How did you take care of YOU in 2015?

Posted on December 28, 2015

It is cliché, but a question we need to ask of ourselves often, “What am I doing to protect my health and improve my life?” In dentistry, the biggest threat to career is skeletomuscular damage and injuries, and the best tool for prevention is practicing proper ergonomics.

Did you end 2015 with an operator stool fit to your specific needs? I remember starting my first job after graduation and my seat was a wooden stool from the dentist’s house. It did not roll and the height could not be adjusted. It was deemed appropriate for the frame of the 6’2” DDS. I’m 5’5”. I did not know as much about ergonomics in 1994 but I knew my body hurt everyday after work. I was there exactly 2 weeks.

Choices in seating now are almost limitless. Saddle seats, wide seats, narrow seats, and others shaped to allow for adequate blood flow are all on the market. If 2015 didn’t find you in the best seat for your body, begin 2016 with the search for the perfect stool.

Another area of proper ergonomics is the right shape, size and weight of instruments. Single ended dental instruments were designed for standing dentistry. If you are not standing at work those are not appropriate for your use. Also, if your hand instruments have thin handles, damage is occurring daily. The amount of ‘pinch pressure’ needed to hold thin-handled instruments leads to carpal tunnel syndrome and other hand muscle issues. Likewise, heavy or unbalanced instruments can cause unnecessary stress on your hands.

Years ago instruments were made with small diameter and smooth handles making it necessary to grasp the instrument very tightly to maintain control. Later, knurling or texture was added to aid in holding onto the instrument effectively. During my career, handles have become larger in diameter and each manufacturer has a knurling pattern specific to their line – both changes in design that lead to better hand ergonomics and overall better hand health.

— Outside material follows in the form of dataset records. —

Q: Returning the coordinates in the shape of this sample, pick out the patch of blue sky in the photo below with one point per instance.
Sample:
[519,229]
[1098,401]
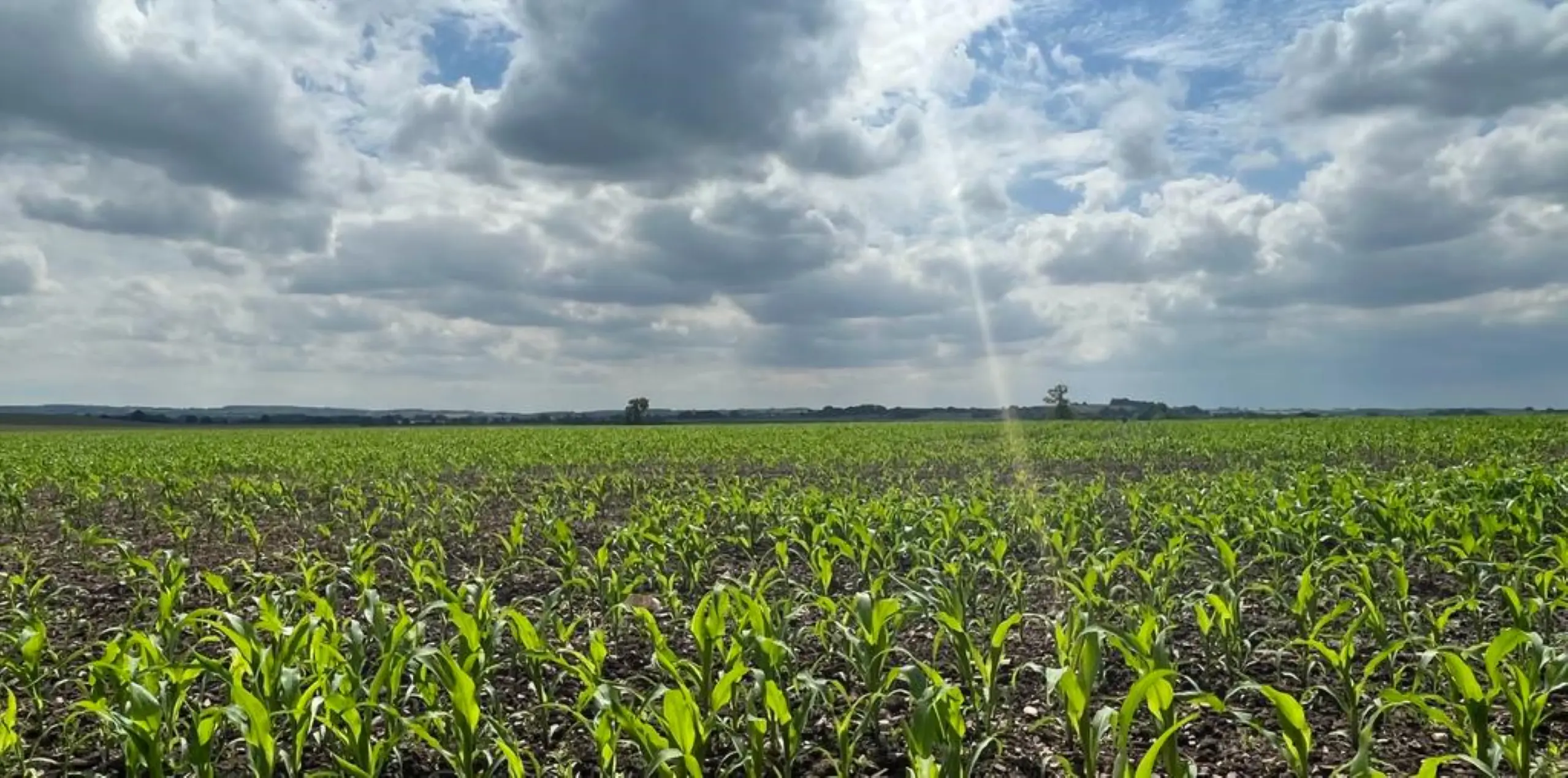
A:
[460,48]
[1280,179]
[1040,193]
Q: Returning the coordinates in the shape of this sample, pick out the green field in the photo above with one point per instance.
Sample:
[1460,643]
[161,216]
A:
[1353,597]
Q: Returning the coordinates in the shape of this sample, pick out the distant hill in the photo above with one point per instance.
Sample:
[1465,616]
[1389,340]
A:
[1120,408]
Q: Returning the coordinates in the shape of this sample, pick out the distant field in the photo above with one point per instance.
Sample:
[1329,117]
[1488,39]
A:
[35,421]
[937,600]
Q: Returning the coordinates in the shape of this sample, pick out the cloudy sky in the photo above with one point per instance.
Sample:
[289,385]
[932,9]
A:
[527,204]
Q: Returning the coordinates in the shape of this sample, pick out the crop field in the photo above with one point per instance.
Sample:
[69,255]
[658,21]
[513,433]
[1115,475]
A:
[1296,598]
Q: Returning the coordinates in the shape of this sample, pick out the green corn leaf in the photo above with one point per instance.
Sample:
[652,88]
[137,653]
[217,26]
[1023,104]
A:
[1463,678]
[1293,719]
[1153,755]
[681,719]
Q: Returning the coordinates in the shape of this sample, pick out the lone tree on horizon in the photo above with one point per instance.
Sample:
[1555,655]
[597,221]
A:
[636,410]
[1057,396]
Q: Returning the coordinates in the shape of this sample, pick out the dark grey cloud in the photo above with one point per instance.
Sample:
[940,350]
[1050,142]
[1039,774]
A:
[1319,360]
[849,151]
[1137,129]
[21,270]
[684,253]
[1442,57]
[215,259]
[1192,226]
[747,242]
[417,254]
[676,90]
[668,253]
[1484,261]
[832,294]
[952,335]
[209,121]
[189,214]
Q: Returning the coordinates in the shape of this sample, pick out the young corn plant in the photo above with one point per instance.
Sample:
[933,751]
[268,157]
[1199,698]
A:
[1148,653]
[1294,736]
[869,647]
[935,730]
[1075,684]
[1353,692]
[1524,687]
[981,662]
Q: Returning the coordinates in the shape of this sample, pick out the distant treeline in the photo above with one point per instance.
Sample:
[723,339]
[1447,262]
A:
[1119,410]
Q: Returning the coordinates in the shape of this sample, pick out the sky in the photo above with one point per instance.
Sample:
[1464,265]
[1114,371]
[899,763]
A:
[558,204]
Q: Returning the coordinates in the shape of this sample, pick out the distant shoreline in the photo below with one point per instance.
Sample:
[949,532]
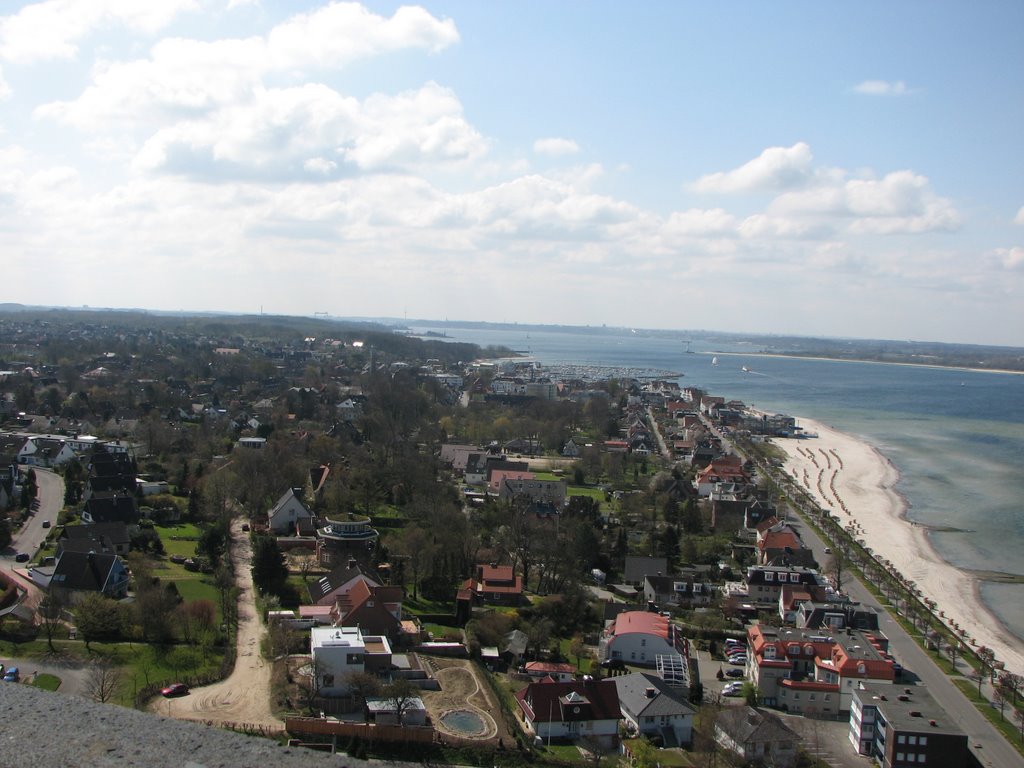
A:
[867,483]
[873,363]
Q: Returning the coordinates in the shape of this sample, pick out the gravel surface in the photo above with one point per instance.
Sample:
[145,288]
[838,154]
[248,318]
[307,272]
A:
[100,735]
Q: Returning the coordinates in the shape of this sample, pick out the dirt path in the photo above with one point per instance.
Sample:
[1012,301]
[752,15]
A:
[244,698]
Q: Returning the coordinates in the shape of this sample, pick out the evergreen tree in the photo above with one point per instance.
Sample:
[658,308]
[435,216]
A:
[269,568]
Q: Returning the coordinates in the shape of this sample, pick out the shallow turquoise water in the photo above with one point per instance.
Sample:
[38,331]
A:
[956,436]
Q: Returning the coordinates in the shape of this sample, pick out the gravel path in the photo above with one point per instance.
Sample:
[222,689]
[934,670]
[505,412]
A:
[244,698]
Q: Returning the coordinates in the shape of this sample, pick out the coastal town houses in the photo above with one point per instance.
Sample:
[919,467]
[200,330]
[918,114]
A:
[338,652]
[571,712]
[757,736]
[639,637]
[329,589]
[652,708]
[686,591]
[285,515]
[79,573]
[804,672]
[903,726]
[496,585]
[721,469]
[765,583]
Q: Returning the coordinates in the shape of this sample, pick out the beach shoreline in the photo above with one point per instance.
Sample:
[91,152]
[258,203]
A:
[856,482]
[933,366]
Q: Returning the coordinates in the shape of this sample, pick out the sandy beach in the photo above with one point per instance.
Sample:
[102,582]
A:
[851,479]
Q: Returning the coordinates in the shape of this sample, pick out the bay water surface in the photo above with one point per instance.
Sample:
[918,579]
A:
[955,435]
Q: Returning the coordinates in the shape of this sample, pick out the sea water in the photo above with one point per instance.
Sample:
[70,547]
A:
[956,436]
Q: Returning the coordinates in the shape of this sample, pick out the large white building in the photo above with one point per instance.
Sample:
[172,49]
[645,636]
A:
[639,637]
[340,651]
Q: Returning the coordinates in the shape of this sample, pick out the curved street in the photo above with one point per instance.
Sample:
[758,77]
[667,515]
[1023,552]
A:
[244,698]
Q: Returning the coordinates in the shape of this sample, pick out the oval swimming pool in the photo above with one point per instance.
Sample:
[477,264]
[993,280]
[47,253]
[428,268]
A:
[464,721]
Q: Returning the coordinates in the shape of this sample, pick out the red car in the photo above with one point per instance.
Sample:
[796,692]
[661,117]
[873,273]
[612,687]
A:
[176,689]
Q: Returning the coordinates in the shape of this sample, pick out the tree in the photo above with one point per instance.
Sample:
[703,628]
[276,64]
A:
[196,617]
[751,694]
[269,568]
[836,566]
[363,685]
[51,609]
[102,681]
[952,650]
[416,546]
[400,692]
[98,617]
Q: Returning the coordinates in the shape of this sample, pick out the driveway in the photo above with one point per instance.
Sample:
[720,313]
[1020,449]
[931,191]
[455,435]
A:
[244,698]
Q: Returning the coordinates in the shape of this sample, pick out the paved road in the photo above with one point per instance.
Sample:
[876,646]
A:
[994,752]
[31,535]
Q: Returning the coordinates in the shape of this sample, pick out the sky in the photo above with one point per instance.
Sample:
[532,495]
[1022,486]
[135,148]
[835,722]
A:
[826,169]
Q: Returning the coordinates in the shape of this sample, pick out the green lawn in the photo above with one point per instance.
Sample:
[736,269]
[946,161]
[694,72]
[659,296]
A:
[595,494]
[139,664]
[178,540]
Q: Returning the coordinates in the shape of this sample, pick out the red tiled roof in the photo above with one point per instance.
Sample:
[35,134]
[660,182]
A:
[644,622]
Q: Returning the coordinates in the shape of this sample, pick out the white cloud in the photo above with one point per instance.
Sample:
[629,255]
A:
[902,202]
[280,130]
[321,166]
[555,146]
[1011,258]
[699,222]
[882,88]
[775,168]
[53,29]
[340,33]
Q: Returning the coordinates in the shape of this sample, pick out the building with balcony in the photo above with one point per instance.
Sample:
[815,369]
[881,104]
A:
[344,538]
[900,726]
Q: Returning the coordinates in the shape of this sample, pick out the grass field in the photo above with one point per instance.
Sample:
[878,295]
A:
[46,682]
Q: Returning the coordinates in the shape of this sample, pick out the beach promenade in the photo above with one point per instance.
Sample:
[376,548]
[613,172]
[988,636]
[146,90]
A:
[853,481]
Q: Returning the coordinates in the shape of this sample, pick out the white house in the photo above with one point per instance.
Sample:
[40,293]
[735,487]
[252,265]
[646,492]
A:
[340,651]
[289,510]
[652,708]
[639,637]
[584,710]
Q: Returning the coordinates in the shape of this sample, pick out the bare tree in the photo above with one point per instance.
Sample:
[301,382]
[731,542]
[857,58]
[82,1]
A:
[596,750]
[400,692]
[102,681]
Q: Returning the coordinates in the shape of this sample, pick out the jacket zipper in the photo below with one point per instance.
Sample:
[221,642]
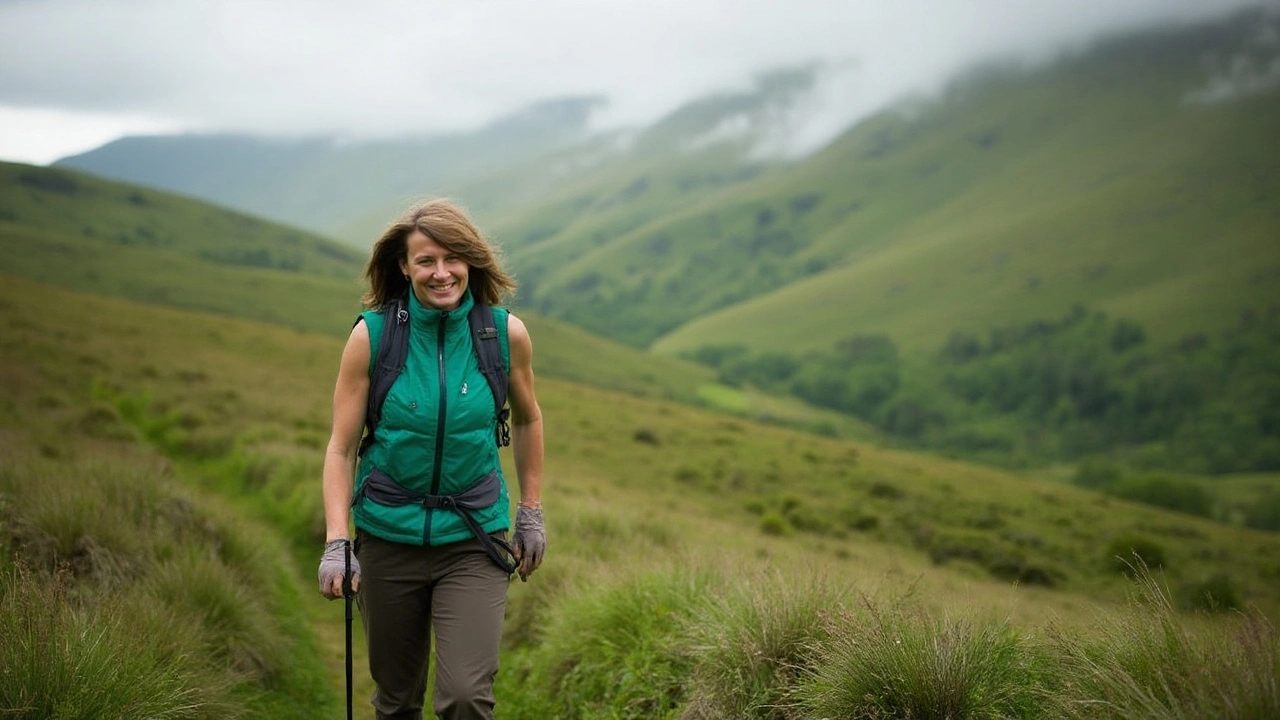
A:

American Eagle Instruments manufactures their handles with either resin or stainless steel. Practitioners can choose based on personal preference knowing that both are lightweight, large in diameter and knurled for an easier grip. The handles are the same high quality in both full instrument form and in the Quik-Tip cone socket design.

Proper ergonomics is also related to instrument design. Teeth are not flat and smooth with direct access to every millimeter of surface. If this were the case, a set-up with one universal curette would serve every need. The truth is that variations in tooth anatomy and limited access in the oral cavity create a need for area specific instruments. The American Eagle Blackjack and Double Gracey™ instruments are unique and well suited to access all areas of the mouth.

XP® Technology is a huge step in ergonomic instrument advancement. By providing us with a harder metal that stays sharp over the life of the instrument, hand pain from a career in dental hygiene can be a thing of the past. Very little lateral pressure is necessary to remove a deposit with XP Technology because you are working with a blade that is always sharp. This decrease in pressure allows for an even lighter grasp on the handle and less force on the fulcrum. In fact, external fulcrums are very effective with XP Technology in many areas of the mouth decreasing lateral pressure to almost zero. Less pressure = less muscle strain, which in turn = less fatigue and pain.

As a win/win for both practitioner and patient, less lateral pressure is also associated with a significant decrease in auditory noise from hand scaling. The squeaky, nails-on-a-chalkboard sound will be eliminated; a factor noticed right away by patients. I will never forget the day a long time patient asked me to be sure and use the ‘gold’ instruments because they were so much quieter.

I hope 2015 was a year each of you can look back on and recognize steps we took to protect our skeletomuscular health in the work setting. If not, 2016 is just around the corner and an excellent starting point for reviewing and improving your ergonomic situation.